Stumbling Upon the Desert’s Swirling Secret

Twirling  triumphantly amidst the blond sands of Rajasthan, the Nokha Village Community Centre is a striking learning art space designed by Mumbai-based avant garde practice Sanjay Puri Architects. Commissioned by Padmaramji Kularia as a heartfelt tribute to their late father, this architectural marvel transcends bricks and mortar, espousing the spirit of community and tradition.

Sprawling across a built-up area of just 9,000 square feet, the space spirals like a  sand dune, a hat-tip to the surrounding desert, An elliptical arts hub will cater to about 144 neighbouring villages dotting the Nokha district.

At the core of the Centre’s design is a 9,000 square foot spiral structure that majestically rises to form an inclined garden. This unique design facilitates recreational activities and gatherings, offering panoramic views of the desert landscape. It includes a 27,000-square-foot open auditorium and inclined rooftop gardens from where panoramas of the desert unfold in every possible direction.

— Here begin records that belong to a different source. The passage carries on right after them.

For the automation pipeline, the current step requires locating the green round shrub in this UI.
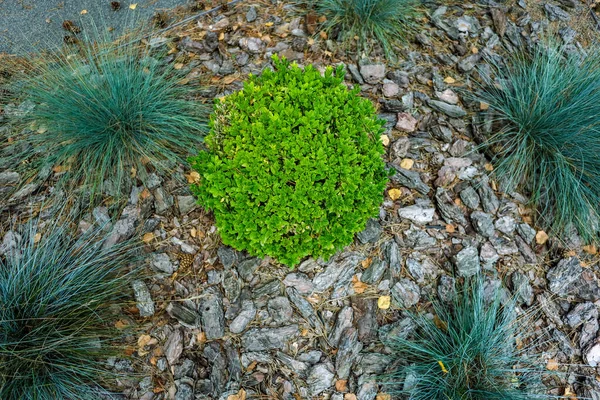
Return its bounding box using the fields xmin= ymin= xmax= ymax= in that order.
xmin=190 ymin=57 xmax=387 ymax=266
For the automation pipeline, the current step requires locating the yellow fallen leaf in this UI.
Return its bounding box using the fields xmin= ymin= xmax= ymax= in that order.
xmin=377 ymin=296 xmax=392 ymax=310
xmin=582 ymin=244 xmax=598 ymax=255
xmin=115 ymin=319 xmax=129 ymax=329
xmin=352 ymin=275 xmax=369 ymax=294
xmin=185 ymin=171 xmax=200 ymax=183
xmin=227 ymin=389 xmax=246 ymax=400
xmin=535 ymin=231 xmax=548 ymax=244
xmin=400 ymin=158 xmax=415 ymax=169
xmin=546 ymin=358 xmax=558 ymax=371
xmin=388 ymin=188 xmax=402 ymax=201
xmin=138 ymin=334 xmax=152 ymax=348
xmin=438 ymin=361 xmax=448 ymax=374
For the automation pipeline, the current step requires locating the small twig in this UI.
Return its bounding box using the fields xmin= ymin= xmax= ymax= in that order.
xmin=118 ymin=0 xmax=243 ymax=48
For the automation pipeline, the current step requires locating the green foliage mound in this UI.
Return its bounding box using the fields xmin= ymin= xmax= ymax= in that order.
xmin=190 ymin=57 xmax=387 ymax=266
xmin=381 ymin=278 xmax=555 ymax=400
xmin=0 ymin=223 xmax=136 ymax=400
xmin=480 ymin=44 xmax=600 ymax=241
xmin=5 ymin=27 xmax=208 ymax=205
xmin=303 ymin=0 xmax=420 ymax=59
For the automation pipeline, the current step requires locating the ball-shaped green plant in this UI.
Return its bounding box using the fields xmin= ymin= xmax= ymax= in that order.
xmin=190 ymin=57 xmax=387 ymax=266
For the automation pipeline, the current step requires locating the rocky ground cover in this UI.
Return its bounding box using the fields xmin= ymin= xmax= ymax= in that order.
xmin=0 ymin=0 xmax=600 ymax=400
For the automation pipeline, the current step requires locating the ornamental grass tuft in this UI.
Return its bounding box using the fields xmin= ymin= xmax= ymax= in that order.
xmin=4 ymin=26 xmax=207 ymax=204
xmin=0 ymin=222 xmax=137 ymax=400
xmin=302 ymin=0 xmax=420 ymax=59
xmin=190 ymin=57 xmax=387 ymax=266
xmin=479 ymin=44 xmax=600 ymax=242
xmin=380 ymin=278 xmax=555 ymax=400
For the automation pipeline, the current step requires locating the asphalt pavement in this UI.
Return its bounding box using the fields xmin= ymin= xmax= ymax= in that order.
xmin=0 ymin=0 xmax=192 ymax=54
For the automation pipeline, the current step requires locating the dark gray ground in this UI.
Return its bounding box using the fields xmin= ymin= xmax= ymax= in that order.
xmin=0 ymin=0 xmax=191 ymax=53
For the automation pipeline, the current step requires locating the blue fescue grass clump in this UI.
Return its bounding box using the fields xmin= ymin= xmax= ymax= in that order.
xmin=302 ymin=0 xmax=420 ymax=59
xmin=480 ymin=44 xmax=600 ymax=242
xmin=3 ymin=26 xmax=207 ymax=203
xmin=0 ymin=222 xmax=137 ymax=400
xmin=381 ymin=278 xmax=550 ymax=400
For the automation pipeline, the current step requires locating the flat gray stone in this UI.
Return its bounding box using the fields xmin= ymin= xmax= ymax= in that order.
xmin=242 ymin=325 xmax=299 ymax=351
xmin=454 ymin=246 xmax=481 ymax=277
xmin=131 ymin=280 xmax=154 ymax=317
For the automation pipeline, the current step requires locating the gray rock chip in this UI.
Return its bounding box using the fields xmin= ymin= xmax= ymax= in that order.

The community centre can be used by anyone for various purposes like exploring, reading, browsing digital library or just relaxing at amphitheatre while relishing the music performances, talks and social interactions. At night it also makes a perfect place for stargazing.

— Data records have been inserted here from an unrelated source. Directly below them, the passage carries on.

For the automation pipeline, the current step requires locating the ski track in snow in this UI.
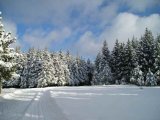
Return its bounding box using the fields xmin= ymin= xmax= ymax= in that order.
xmin=0 ymin=86 xmax=160 ymax=120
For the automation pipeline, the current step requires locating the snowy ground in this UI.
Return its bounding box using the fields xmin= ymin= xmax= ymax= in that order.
xmin=0 ymin=86 xmax=160 ymax=120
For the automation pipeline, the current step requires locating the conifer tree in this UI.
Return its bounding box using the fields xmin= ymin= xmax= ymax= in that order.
xmin=0 ymin=13 xmax=18 ymax=94
xmin=137 ymin=28 xmax=155 ymax=79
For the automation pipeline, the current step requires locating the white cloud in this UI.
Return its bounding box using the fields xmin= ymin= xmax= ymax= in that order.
xmin=76 ymin=13 xmax=160 ymax=55
xmin=22 ymin=27 xmax=71 ymax=49
xmin=3 ymin=20 xmax=21 ymax=47
xmin=123 ymin=0 xmax=160 ymax=12
xmin=75 ymin=31 xmax=101 ymax=56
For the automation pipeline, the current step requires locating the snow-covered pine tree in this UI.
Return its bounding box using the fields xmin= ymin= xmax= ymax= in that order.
xmin=137 ymin=28 xmax=155 ymax=79
xmin=154 ymin=70 xmax=160 ymax=85
xmin=3 ymin=47 xmax=24 ymax=88
xmin=92 ymin=41 xmax=113 ymax=84
xmin=154 ymin=35 xmax=160 ymax=72
xmin=86 ymin=59 xmax=94 ymax=85
xmin=20 ymin=48 xmax=36 ymax=88
xmin=123 ymin=40 xmax=138 ymax=83
xmin=110 ymin=40 xmax=126 ymax=84
xmin=145 ymin=68 xmax=157 ymax=86
xmin=94 ymin=52 xmax=102 ymax=72
xmin=130 ymin=65 xmax=144 ymax=86
xmin=0 ymin=13 xmax=18 ymax=94
xmin=37 ymin=49 xmax=52 ymax=87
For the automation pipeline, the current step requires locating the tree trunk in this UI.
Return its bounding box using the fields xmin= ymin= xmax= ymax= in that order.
xmin=0 ymin=79 xmax=2 ymax=94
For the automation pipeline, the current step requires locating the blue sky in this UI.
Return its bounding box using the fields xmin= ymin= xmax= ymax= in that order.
xmin=0 ymin=0 xmax=160 ymax=58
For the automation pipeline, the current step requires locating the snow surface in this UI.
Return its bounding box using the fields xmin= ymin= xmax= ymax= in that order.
xmin=0 ymin=85 xmax=160 ymax=120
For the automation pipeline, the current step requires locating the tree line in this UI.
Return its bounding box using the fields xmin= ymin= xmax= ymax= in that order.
xmin=0 ymin=13 xmax=160 ymax=92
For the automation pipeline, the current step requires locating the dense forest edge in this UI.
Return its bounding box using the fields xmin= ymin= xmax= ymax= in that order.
xmin=0 ymin=13 xmax=160 ymax=88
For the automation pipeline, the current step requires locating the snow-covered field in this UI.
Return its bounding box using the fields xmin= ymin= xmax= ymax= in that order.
xmin=0 ymin=85 xmax=160 ymax=120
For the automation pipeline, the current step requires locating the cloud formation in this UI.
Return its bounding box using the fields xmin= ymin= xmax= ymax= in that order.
xmin=0 ymin=0 xmax=160 ymax=56
xmin=22 ymin=27 xmax=71 ymax=49
xmin=75 ymin=12 xmax=160 ymax=56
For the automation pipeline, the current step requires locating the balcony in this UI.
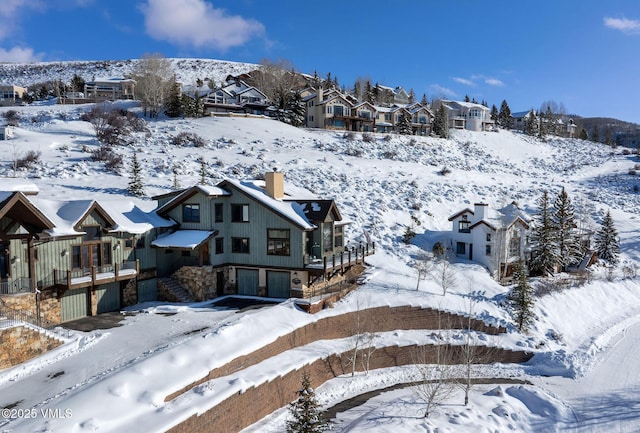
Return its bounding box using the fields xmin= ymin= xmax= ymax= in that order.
xmin=304 ymin=242 xmax=375 ymax=274
xmin=38 ymin=260 xmax=140 ymax=290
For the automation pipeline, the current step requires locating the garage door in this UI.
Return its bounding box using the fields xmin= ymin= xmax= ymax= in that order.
xmin=96 ymin=283 xmax=120 ymax=314
xmin=138 ymin=278 xmax=158 ymax=302
xmin=267 ymin=271 xmax=291 ymax=298
xmin=61 ymin=288 xmax=88 ymax=322
xmin=236 ymin=269 xmax=260 ymax=296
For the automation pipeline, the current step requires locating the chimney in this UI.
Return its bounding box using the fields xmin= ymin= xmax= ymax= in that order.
xmin=264 ymin=171 xmax=284 ymax=199
xmin=473 ymin=203 xmax=489 ymax=221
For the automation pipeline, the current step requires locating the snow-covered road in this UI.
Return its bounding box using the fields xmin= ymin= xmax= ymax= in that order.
xmin=544 ymin=322 xmax=640 ymax=433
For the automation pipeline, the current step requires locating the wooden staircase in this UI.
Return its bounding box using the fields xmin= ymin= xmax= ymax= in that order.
xmin=158 ymin=277 xmax=196 ymax=303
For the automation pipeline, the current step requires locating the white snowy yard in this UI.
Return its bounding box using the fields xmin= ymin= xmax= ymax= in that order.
xmin=0 ymin=99 xmax=640 ymax=433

Clad in locally sourced natural sandstone to minimise the heat gain while casting shape shifting shadows through the day. Likewise, the rooftop gardens, stone screens, a north-facing courtyard and grass berms along the southern facade go hand in hand in taming the mercury, so no part of the indoors is ever off limits.

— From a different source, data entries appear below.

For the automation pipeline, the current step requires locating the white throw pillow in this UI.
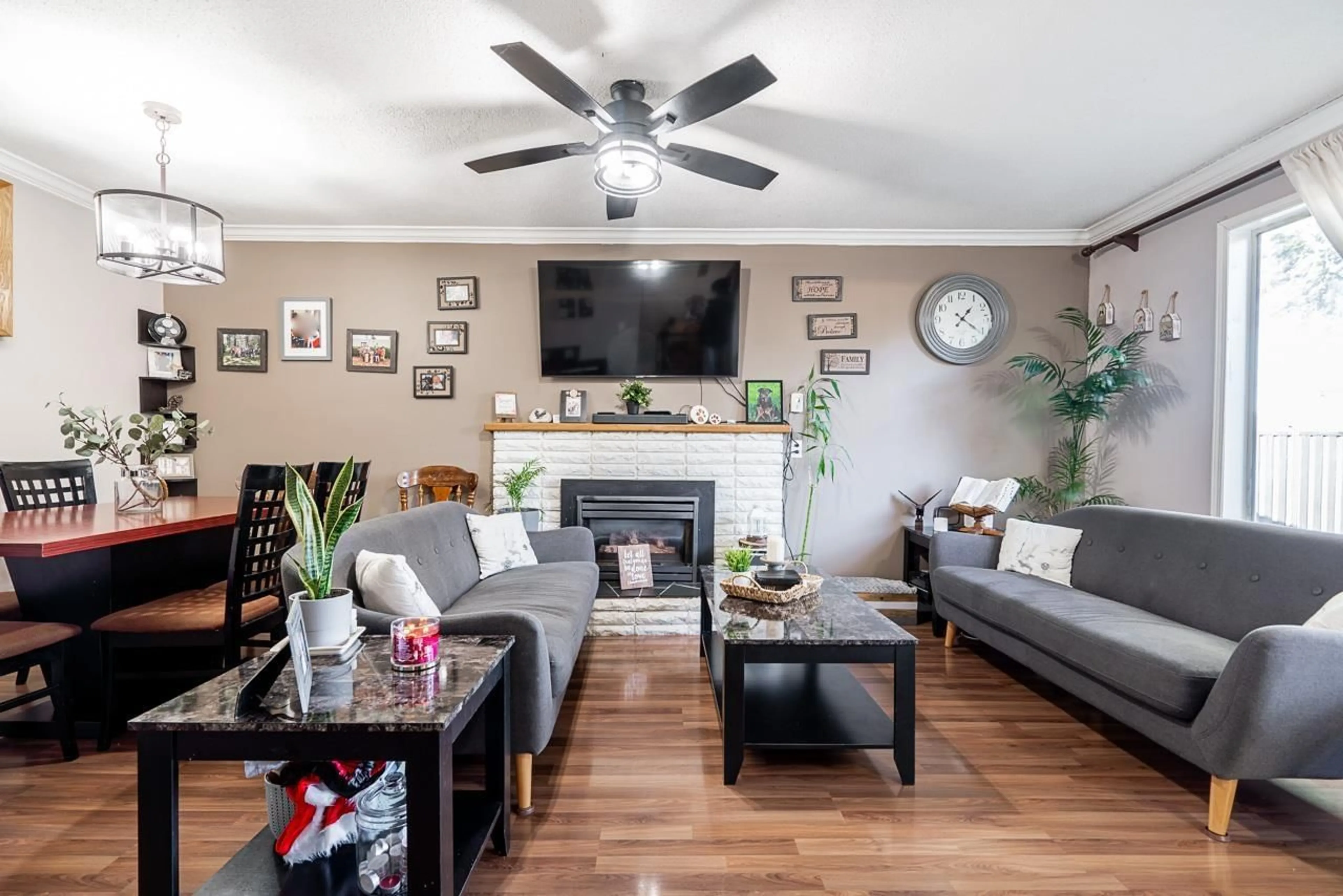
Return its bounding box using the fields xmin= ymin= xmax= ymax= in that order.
xmin=998 ymin=520 xmax=1082 ymax=584
xmin=355 ymin=551 xmax=442 ymax=617
xmin=466 ymin=513 xmax=536 ymax=579
xmin=1301 ymin=591 xmax=1343 ymax=631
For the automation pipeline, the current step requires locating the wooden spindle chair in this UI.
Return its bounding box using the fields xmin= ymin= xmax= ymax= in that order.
xmin=396 ymin=466 xmax=481 ymax=511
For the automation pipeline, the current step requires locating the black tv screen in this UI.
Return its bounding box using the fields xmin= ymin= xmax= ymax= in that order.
xmin=537 ymin=261 xmax=741 ymax=377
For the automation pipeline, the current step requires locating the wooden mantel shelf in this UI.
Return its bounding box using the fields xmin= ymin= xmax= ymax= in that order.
xmin=485 ymin=422 xmax=793 ymax=434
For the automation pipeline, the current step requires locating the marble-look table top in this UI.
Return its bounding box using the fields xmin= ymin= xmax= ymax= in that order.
xmin=700 ymin=567 xmax=917 ymax=646
xmin=129 ymin=635 xmax=513 ymax=732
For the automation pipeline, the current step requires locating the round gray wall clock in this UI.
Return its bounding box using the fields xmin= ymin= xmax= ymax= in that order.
xmin=917 ymin=274 xmax=1007 ymax=364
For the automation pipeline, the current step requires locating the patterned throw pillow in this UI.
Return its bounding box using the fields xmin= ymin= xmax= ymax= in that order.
xmin=466 ymin=513 xmax=536 ymax=579
xmin=998 ymin=520 xmax=1082 ymax=586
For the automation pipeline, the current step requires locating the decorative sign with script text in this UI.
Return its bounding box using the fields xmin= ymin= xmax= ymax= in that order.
xmin=820 ymin=348 xmax=872 ymax=376
xmin=615 ymin=544 xmax=653 ymax=588
xmin=793 ymin=277 xmax=844 ymax=302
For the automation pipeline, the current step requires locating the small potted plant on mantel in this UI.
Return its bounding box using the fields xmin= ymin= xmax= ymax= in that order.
xmin=56 ymin=396 xmax=209 ymax=513
xmin=618 ymin=380 xmax=653 ymax=417
xmin=285 ymin=457 xmax=364 ymax=647
xmin=499 ymin=458 xmax=545 ymax=532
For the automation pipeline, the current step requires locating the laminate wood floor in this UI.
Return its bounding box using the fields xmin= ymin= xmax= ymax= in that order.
xmin=0 ymin=626 xmax=1343 ymax=896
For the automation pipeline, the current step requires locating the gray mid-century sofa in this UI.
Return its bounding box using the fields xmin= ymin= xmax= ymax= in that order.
xmin=283 ymin=501 xmax=598 ymax=814
xmin=931 ymin=506 xmax=1343 ymax=840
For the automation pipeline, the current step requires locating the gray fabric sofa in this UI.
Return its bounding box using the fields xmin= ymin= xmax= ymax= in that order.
xmin=931 ymin=506 xmax=1343 ymax=840
xmin=282 ymin=501 xmax=598 ymax=814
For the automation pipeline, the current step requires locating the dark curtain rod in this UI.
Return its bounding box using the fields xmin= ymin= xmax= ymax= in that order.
xmin=1082 ymin=161 xmax=1282 ymax=258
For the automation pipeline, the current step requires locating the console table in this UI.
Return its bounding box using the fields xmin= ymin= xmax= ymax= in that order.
xmin=129 ymin=635 xmax=513 ymax=896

For local folk, the architecture is partially vernacular and partially modern as it’s designed like a vernacular courtyard home. Sandstone screens are not only aesthetically pleasing but also functional, reducing heat gain and creating dynamic shadow patterns throughout the day.

The Nokha Village Community Centre is a model of sustainable construction, employing rainwater harvesting and water recycling to minimize its environmental footprint. The project’s commitment to using local craftsmen and materials underscores the importance of community involvement and sustainability in architecture

As per Mr Puri, The espousal of a locally sensitive design ethos that covers rainwater harvesting, water recycling, and the use of local materials and craftsmanship. “This approach ensures that the building sits gently on its desert landscape and supports the local economy.”

Under the Government of India’s Padhe Bharat Badhe Bharat programme, an annual library grant is provided to all government schools. But it takes community centres like this one to really galvanise a culture of learning.